PWFAA Kicks Off Sixth Year of Summer Lightnin’ Series
By Will Johnson
CROCKETT – The Piney Woods Fine Arts Association kicked off their sixth year of the Summer Lightnin’ Series with a tribute to the Eagles.
Desperado, billed as “The Nation’s Premier Eagles Tribute,” were the lead-off performers in the summer of 2018 and simply wowed the crowd with their renditions of the Eagles’ catalog of songs.
The band sounded great to the point where if you closed your eyes, you would be hard pressed to tell that Don Henley, Glenn Frey, Joe Walsh, etc. were not on stage. The harmonies were spot-on and the musicianship was absolutely amazing.

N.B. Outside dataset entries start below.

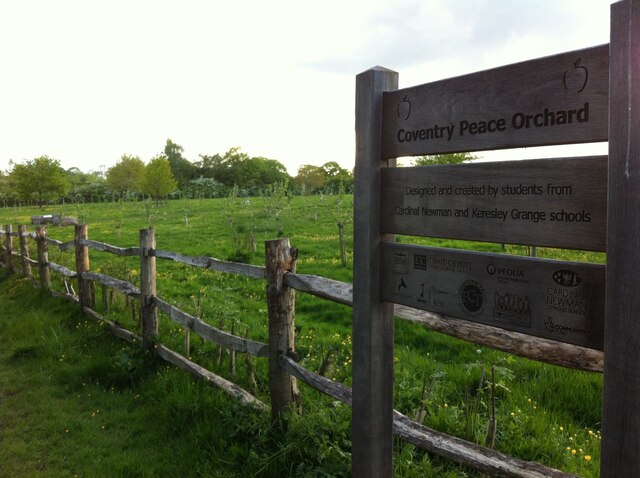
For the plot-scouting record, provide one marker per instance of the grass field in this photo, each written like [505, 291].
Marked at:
[75, 401]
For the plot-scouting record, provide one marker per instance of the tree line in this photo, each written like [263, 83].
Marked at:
[167, 175]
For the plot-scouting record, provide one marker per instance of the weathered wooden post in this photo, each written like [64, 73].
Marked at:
[280, 259]
[621, 407]
[148, 312]
[8, 247]
[24, 250]
[372, 423]
[43, 257]
[85, 291]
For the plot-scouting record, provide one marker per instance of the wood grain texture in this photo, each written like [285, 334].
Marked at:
[8, 248]
[461, 451]
[280, 258]
[43, 257]
[247, 270]
[182, 362]
[85, 290]
[558, 300]
[119, 251]
[544, 202]
[331, 289]
[523, 345]
[148, 286]
[24, 250]
[439, 117]
[372, 320]
[61, 270]
[211, 333]
[621, 407]
[231, 388]
[121, 286]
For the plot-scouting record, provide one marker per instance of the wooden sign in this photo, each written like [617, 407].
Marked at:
[560, 99]
[547, 202]
[558, 300]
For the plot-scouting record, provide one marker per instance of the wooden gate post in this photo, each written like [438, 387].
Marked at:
[24, 250]
[621, 404]
[85, 291]
[280, 259]
[8, 247]
[43, 257]
[148, 312]
[372, 423]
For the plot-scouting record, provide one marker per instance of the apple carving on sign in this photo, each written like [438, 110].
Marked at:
[575, 79]
[404, 108]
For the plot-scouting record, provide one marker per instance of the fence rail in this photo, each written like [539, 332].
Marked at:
[278, 280]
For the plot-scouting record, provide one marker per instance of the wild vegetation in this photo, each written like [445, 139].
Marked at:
[44, 180]
[74, 401]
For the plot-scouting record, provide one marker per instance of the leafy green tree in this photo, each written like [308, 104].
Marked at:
[158, 180]
[183, 170]
[126, 175]
[5, 188]
[310, 179]
[337, 178]
[86, 187]
[439, 159]
[41, 179]
[251, 174]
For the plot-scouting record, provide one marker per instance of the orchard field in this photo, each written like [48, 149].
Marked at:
[75, 401]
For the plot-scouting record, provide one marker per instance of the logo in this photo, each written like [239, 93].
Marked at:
[566, 278]
[576, 79]
[400, 263]
[420, 262]
[404, 108]
[512, 309]
[472, 297]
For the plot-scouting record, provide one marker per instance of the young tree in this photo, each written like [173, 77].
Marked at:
[310, 178]
[183, 170]
[338, 180]
[42, 179]
[158, 180]
[126, 175]
[438, 159]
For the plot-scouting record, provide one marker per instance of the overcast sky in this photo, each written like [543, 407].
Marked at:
[85, 82]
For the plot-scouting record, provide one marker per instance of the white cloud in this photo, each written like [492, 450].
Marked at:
[86, 82]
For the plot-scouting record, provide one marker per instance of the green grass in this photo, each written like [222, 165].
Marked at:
[62, 378]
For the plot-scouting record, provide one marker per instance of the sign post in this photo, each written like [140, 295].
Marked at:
[621, 403]
[589, 203]
[372, 422]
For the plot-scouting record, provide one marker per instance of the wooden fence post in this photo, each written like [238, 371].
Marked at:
[8, 247]
[85, 290]
[372, 422]
[148, 312]
[43, 257]
[621, 407]
[24, 250]
[283, 388]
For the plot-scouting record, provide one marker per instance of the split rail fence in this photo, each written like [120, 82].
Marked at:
[282, 281]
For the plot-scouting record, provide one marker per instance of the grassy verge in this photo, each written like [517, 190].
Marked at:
[76, 401]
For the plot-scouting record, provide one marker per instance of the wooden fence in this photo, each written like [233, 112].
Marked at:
[282, 281]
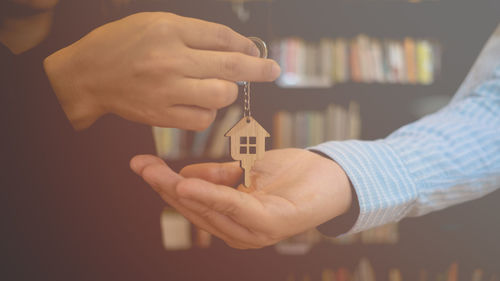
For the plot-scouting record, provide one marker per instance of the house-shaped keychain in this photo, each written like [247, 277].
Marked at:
[248, 143]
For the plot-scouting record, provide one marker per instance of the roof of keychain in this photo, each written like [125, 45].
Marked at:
[248, 137]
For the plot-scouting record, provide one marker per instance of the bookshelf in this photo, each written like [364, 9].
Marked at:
[431, 242]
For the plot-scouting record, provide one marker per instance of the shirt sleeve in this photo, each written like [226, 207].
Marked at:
[443, 159]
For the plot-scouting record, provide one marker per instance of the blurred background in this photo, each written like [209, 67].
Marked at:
[351, 69]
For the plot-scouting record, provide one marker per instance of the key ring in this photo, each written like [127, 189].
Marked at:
[261, 45]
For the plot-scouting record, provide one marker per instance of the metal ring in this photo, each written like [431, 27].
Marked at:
[261, 45]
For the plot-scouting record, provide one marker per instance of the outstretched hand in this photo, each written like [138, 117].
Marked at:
[293, 190]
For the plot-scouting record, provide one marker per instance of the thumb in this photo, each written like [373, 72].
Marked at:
[218, 173]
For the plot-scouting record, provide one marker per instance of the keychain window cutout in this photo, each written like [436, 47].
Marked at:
[248, 137]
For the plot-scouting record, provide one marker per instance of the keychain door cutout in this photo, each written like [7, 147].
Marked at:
[247, 144]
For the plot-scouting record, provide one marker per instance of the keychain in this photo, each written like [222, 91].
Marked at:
[248, 137]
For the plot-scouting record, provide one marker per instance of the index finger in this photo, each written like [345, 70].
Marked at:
[205, 35]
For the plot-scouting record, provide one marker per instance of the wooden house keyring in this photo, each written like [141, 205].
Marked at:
[248, 137]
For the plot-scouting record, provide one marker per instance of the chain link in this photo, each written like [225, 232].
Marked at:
[246, 100]
[246, 86]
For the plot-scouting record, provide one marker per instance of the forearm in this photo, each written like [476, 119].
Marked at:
[64, 72]
[443, 159]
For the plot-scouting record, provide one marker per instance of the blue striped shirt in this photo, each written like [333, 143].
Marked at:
[441, 160]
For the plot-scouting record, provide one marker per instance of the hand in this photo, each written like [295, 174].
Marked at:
[155, 68]
[294, 190]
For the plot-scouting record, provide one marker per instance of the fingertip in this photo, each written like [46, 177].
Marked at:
[219, 173]
[275, 70]
[139, 162]
[186, 187]
[160, 176]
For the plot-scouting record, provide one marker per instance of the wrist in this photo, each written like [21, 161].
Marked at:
[348, 204]
[66, 77]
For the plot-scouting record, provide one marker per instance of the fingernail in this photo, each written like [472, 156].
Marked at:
[255, 51]
[276, 71]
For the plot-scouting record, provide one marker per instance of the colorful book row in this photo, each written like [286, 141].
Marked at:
[360, 60]
[307, 128]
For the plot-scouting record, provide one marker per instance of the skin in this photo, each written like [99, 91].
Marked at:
[294, 190]
[158, 68]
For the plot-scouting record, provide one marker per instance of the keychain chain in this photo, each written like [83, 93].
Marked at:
[246, 100]
[246, 86]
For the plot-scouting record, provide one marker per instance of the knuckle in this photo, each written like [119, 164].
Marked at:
[230, 66]
[224, 36]
[205, 119]
[223, 93]
[163, 24]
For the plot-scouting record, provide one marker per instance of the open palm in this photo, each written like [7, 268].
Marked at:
[293, 190]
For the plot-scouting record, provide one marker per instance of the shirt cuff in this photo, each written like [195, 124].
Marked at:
[383, 185]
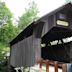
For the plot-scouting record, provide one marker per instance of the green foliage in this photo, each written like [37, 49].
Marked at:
[68, 1]
[7, 32]
[29, 16]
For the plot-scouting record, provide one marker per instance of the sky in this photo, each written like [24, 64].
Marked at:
[45, 6]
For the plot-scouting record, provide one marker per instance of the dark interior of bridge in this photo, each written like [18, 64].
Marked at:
[57, 52]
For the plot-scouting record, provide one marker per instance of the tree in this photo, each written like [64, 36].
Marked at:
[7, 32]
[29, 16]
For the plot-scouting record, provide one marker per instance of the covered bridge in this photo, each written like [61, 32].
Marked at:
[50, 37]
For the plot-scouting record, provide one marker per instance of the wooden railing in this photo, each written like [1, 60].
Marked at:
[56, 65]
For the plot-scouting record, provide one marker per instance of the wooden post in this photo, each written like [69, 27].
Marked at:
[41, 65]
[47, 65]
[64, 68]
[56, 66]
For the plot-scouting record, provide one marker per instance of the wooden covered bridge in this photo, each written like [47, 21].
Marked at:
[49, 38]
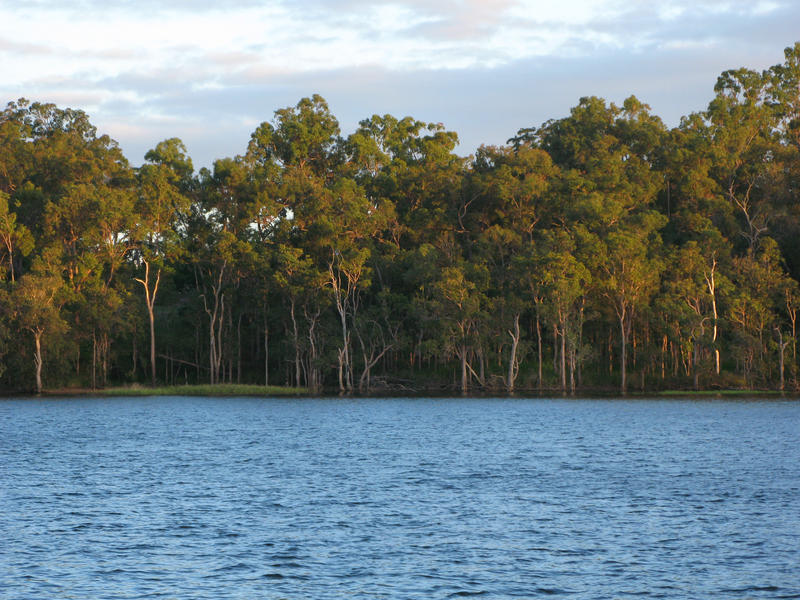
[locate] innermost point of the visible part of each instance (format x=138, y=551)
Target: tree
x=163, y=184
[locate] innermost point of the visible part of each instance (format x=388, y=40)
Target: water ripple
x=395, y=499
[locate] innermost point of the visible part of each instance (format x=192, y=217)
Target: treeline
x=602, y=249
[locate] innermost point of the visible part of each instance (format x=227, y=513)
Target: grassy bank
x=220, y=389
x=733, y=392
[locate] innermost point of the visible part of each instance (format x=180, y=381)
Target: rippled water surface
x=399, y=498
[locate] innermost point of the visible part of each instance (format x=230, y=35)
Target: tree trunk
x=37, y=359
x=539, y=343
x=624, y=350
x=150, y=299
x=512, y=362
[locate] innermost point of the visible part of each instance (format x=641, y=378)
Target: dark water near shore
x=393, y=498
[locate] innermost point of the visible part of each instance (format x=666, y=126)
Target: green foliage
x=595, y=250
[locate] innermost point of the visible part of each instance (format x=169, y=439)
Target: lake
x=399, y=498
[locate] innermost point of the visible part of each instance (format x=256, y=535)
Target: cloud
x=210, y=71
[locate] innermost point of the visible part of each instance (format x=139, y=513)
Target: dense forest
x=602, y=250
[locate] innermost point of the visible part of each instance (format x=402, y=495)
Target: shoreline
x=250, y=390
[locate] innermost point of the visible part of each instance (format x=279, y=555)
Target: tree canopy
x=599, y=250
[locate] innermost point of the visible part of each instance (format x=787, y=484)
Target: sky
x=210, y=71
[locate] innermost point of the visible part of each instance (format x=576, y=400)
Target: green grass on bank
x=734, y=392
x=220, y=389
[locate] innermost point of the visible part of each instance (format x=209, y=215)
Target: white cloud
x=209, y=71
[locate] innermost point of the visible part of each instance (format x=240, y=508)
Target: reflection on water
x=408, y=498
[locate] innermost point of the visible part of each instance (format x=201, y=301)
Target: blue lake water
x=399, y=498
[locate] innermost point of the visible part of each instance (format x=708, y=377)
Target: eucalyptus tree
x=164, y=187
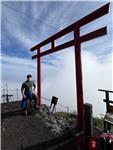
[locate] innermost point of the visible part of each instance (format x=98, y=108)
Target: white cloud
x=59, y=79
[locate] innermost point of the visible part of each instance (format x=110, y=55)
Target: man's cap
x=29, y=75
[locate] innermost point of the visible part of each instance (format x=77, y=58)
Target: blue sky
x=24, y=24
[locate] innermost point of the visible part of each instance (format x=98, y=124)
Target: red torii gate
x=76, y=42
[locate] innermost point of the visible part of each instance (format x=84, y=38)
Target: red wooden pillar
x=39, y=78
x=79, y=86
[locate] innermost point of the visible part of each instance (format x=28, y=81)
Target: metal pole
x=39, y=79
x=79, y=87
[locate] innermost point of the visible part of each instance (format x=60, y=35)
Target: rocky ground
x=19, y=131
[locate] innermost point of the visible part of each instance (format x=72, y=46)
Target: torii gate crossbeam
x=76, y=42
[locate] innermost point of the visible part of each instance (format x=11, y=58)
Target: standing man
x=28, y=91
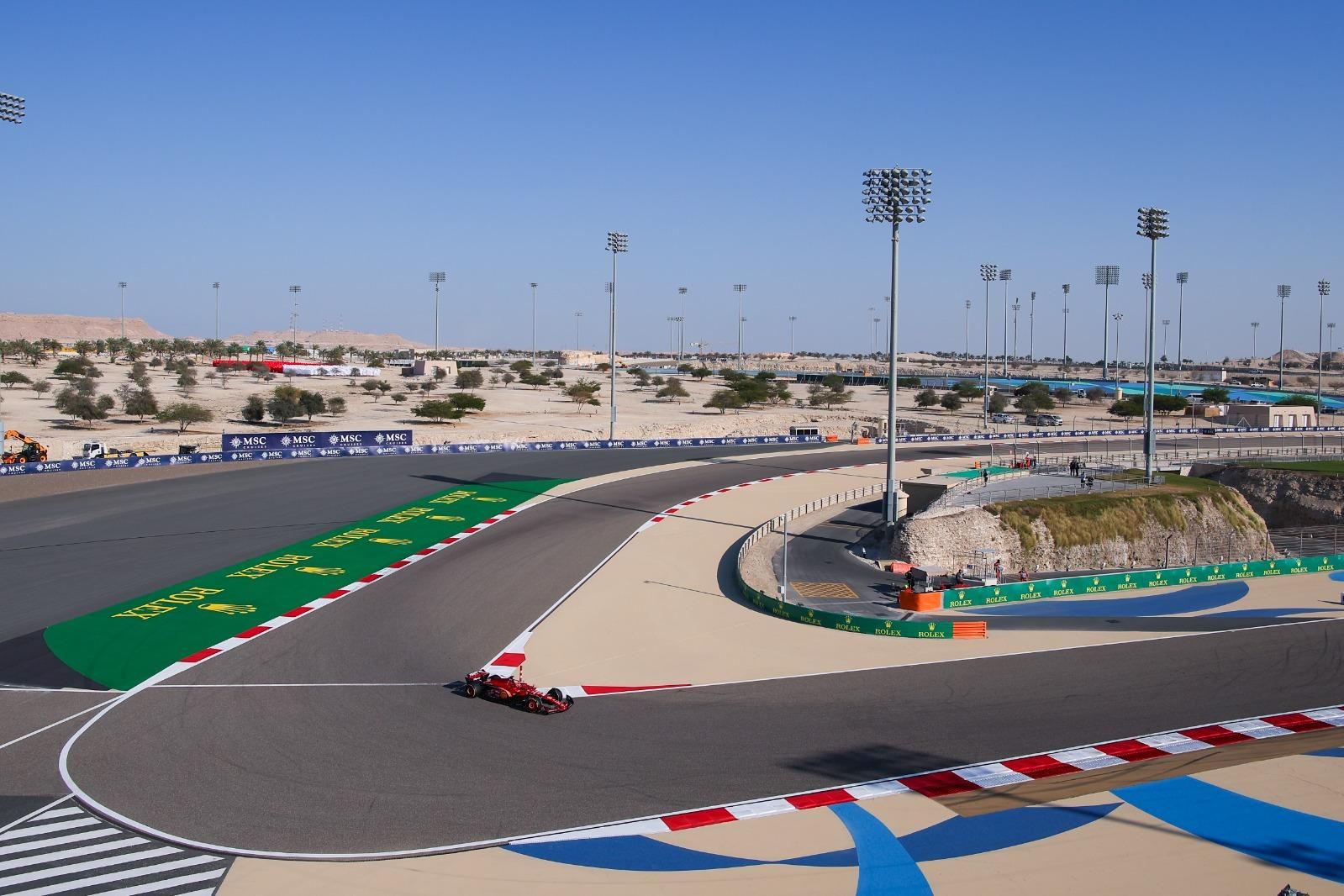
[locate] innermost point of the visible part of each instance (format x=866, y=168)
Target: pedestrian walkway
x=67, y=851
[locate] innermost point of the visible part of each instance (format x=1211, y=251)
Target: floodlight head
x=895, y=195
x=13, y=109
x=1108, y=274
x=1152, y=224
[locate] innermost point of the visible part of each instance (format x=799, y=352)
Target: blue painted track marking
x=1270, y=833
x=1200, y=597
x=884, y=867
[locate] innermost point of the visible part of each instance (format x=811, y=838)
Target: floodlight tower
x=534, y=323
x=13, y=109
x=1063, y=361
x=968, y=330
x=1005, y=274
x=680, y=328
x=1152, y=226
x=987, y=273
x=740, y=289
x=616, y=244
x=1031, y=332
x=435, y=277
x=1108, y=276
x=293, y=314
x=894, y=195
x=1283, y=292
x=1323, y=287
x=1182, y=278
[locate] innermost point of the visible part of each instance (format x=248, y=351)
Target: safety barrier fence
x=1136, y=581
x=841, y=621
x=484, y=448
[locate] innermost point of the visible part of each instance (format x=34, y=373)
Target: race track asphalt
x=412, y=766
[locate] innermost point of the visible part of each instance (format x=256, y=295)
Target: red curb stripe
x=940, y=783
x=1216, y=735
x=698, y=819
x=1132, y=750
x=202, y=655
x=824, y=798
x=1297, y=722
x=1041, y=766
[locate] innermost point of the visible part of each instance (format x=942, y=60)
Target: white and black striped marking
x=65, y=851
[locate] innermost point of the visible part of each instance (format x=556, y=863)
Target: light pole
x=680, y=350
x=293, y=314
x=740, y=289
x=13, y=109
x=1063, y=361
x=987, y=273
x=1152, y=226
x=1323, y=287
x=1031, y=332
x=894, y=195
x=616, y=244
x=1108, y=276
x=968, y=330
x=1005, y=274
x=435, y=277
x=1182, y=278
x=1283, y=292
x=534, y=323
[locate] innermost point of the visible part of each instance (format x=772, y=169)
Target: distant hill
x=69, y=328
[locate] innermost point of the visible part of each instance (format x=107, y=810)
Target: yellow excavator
x=31, y=451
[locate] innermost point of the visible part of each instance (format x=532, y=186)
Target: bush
x=255, y=410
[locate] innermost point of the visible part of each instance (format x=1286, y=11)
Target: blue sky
x=355, y=147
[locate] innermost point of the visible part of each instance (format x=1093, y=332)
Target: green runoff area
x=130, y=641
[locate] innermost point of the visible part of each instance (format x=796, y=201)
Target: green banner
x=841, y=622
x=1139, y=581
x=125, y=644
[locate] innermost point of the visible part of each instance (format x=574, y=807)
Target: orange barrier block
x=921, y=601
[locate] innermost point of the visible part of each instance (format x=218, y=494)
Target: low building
x=1270, y=415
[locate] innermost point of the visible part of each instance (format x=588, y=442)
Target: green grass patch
x=1077, y=520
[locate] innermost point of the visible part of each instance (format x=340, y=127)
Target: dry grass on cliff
x=1077, y=520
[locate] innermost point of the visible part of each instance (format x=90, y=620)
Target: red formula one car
x=516, y=692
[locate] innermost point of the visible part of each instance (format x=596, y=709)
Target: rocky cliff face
x=1288, y=498
x=1135, y=531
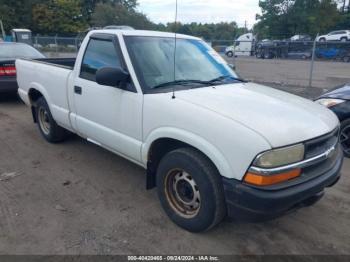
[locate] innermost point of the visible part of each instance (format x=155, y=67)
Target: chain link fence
x=294, y=63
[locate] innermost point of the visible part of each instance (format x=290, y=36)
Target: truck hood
x=281, y=118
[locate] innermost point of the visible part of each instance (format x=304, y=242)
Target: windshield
x=13, y=51
x=196, y=62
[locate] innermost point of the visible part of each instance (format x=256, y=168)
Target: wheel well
x=158, y=149
x=34, y=95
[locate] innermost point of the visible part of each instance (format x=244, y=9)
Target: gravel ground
x=76, y=198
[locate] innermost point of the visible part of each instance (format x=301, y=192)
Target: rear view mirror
x=110, y=76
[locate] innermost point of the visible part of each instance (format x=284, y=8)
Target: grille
x=322, y=144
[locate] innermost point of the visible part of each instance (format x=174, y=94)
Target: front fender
x=212, y=152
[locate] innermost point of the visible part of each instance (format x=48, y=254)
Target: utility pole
x=2, y=30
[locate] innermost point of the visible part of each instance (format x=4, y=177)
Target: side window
x=98, y=54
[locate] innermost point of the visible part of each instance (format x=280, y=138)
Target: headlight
x=329, y=102
x=280, y=157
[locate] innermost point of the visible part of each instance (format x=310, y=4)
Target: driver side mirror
x=111, y=76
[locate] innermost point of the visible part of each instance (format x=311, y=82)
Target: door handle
x=78, y=90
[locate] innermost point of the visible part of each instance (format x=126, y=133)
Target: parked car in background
x=338, y=100
x=243, y=46
x=341, y=35
x=9, y=52
x=301, y=38
x=211, y=143
x=329, y=52
x=300, y=54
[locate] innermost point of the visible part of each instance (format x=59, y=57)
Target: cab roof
x=142, y=33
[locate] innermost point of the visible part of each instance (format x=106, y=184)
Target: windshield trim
x=170, y=88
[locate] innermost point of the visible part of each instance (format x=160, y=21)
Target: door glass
x=98, y=54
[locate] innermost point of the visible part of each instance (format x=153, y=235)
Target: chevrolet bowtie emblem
x=330, y=151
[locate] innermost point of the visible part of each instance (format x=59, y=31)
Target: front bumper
x=249, y=203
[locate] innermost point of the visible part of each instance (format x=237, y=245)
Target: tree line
x=278, y=19
x=285, y=18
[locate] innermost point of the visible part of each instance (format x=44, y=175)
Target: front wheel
x=48, y=127
x=190, y=190
x=345, y=137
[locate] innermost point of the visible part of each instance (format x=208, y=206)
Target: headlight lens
x=280, y=157
x=329, y=102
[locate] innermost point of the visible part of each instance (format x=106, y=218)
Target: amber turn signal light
x=267, y=180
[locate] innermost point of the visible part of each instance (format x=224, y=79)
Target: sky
x=205, y=11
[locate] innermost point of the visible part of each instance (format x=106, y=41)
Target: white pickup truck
x=213, y=144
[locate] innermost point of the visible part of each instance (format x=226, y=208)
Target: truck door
x=108, y=116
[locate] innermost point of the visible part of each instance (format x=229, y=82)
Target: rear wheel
x=47, y=125
x=345, y=137
x=190, y=190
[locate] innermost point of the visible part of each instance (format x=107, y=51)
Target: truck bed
x=61, y=62
x=50, y=77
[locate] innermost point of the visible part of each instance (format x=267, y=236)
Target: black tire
x=48, y=127
x=345, y=137
x=229, y=54
x=191, y=165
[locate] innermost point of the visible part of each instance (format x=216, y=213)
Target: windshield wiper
x=182, y=82
x=185, y=82
x=222, y=78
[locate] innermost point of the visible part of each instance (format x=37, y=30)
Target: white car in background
x=341, y=35
x=243, y=46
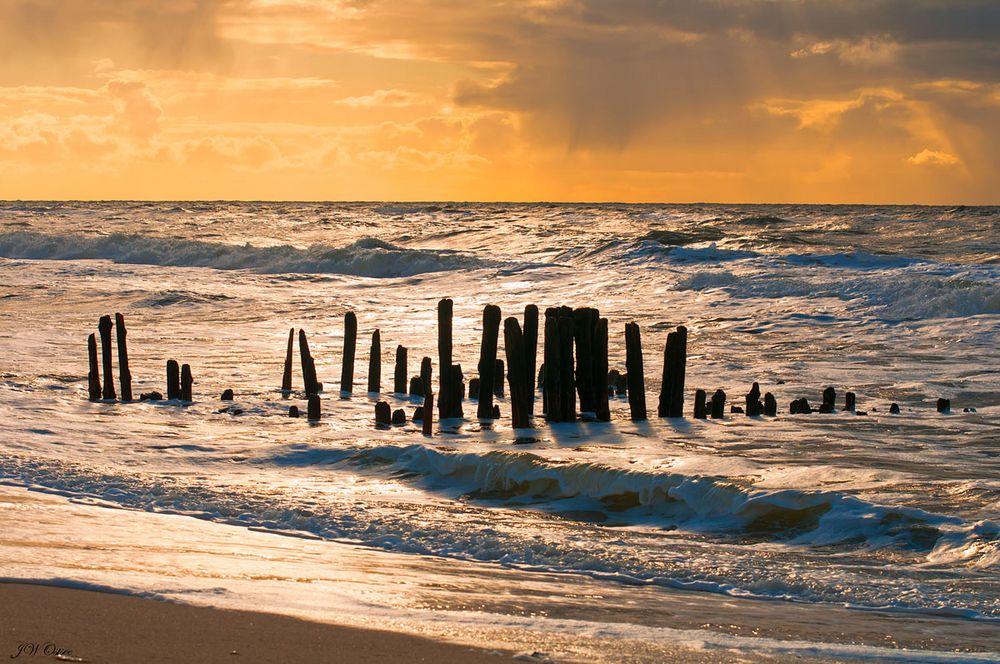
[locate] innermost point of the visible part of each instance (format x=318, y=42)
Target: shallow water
x=897, y=304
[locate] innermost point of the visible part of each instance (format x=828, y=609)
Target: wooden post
x=425, y=376
x=124, y=375
x=753, y=401
x=399, y=374
x=674, y=365
x=487, y=360
x=517, y=375
x=601, y=391
x=636, y=377
x=350, y=348
x=186, y=382
x=428, y=422
x=286, y=376
x=829, y=400
x=173, y=380
x=383, y=414
x=499, y=372
x=104, y=327
x=375, y=364
x=94, y=375
x=700, y=410
x=770, y=405
x=567, y=397
x=449, y=403
x=530, y=352
x=583, y=335
x=308, y=365
x=718, y=405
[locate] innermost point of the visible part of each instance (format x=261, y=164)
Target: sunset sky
x=580, y=100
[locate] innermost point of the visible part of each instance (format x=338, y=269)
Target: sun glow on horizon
x=572, y=100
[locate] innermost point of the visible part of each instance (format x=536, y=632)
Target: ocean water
x=850, y=517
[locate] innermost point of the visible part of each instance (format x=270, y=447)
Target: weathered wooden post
x=674, y=367
x=308, y=366
x=829, y=400
x=718, y=405
x=531, y=352
x=94, y=375
x=700, y=410
x=426, y=371
x=753, y=401
x=636, y=376
x=104, y=327
x=286, y=376
x=186, y=382
x=173, y=380
x=567, y=397
x=375, y=364
x=350, y=349
x=770, y=405
x=487, y=361
x=449, y=403
x=313, y=408
x=583, y=335
x=383, y=414
x=399, y=374
x=601, y=391
x=124, y=375
x=499, y=372
x=517, y=374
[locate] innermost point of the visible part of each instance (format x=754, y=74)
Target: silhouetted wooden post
x=753, y=401
x=383, y=414
x=449, y=405
x=531, y=352
x=94, y=373
x=173, y=380
x=286, y=376
x=350, y=349
x=104, y=327
x=700, y=409
x=718, y=405
x=308, y=365
x=186, y=382
x=674, y=367
x=601, y=392
x=399, y=374
x=636, y=376
x=499, y=373
x=517, y=374
x=583, y=335
x=375, y=364
x=124, y=375
x=770, y=405
x=829, y=400
x=488, y=360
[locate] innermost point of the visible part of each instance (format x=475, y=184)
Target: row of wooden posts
x=575, y=364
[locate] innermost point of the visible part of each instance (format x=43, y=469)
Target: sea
x=841, y=536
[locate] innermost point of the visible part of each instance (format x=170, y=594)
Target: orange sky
x=627, y=100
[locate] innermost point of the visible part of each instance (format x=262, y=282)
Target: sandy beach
x=47, y=622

Prior to Desperado taking the stage, the band members took time to sit down with The Messenger to discuss a variety of Eagles’ related topics.
Co-founder Aaron Broering said when he was three years old in 1975all he heard on the radio was “Rhiannon” by Fleetwood Mac, “Fly like and Eagle” by Steve Miller and “Lyin’ Eyes” by the Eagles.
“That music bug bit me. I didn’t get the first wave like these guys (bandmates) did, but I got the refractory wave – big time – and fell in love with this band. At that point, that was when I wanted to play these songs as good as possible. So I assembled a band – an amazing crew of musicians – to play it the way it needs to be done. This is great music, but it can be often under represented and sorely underestimated,” he said.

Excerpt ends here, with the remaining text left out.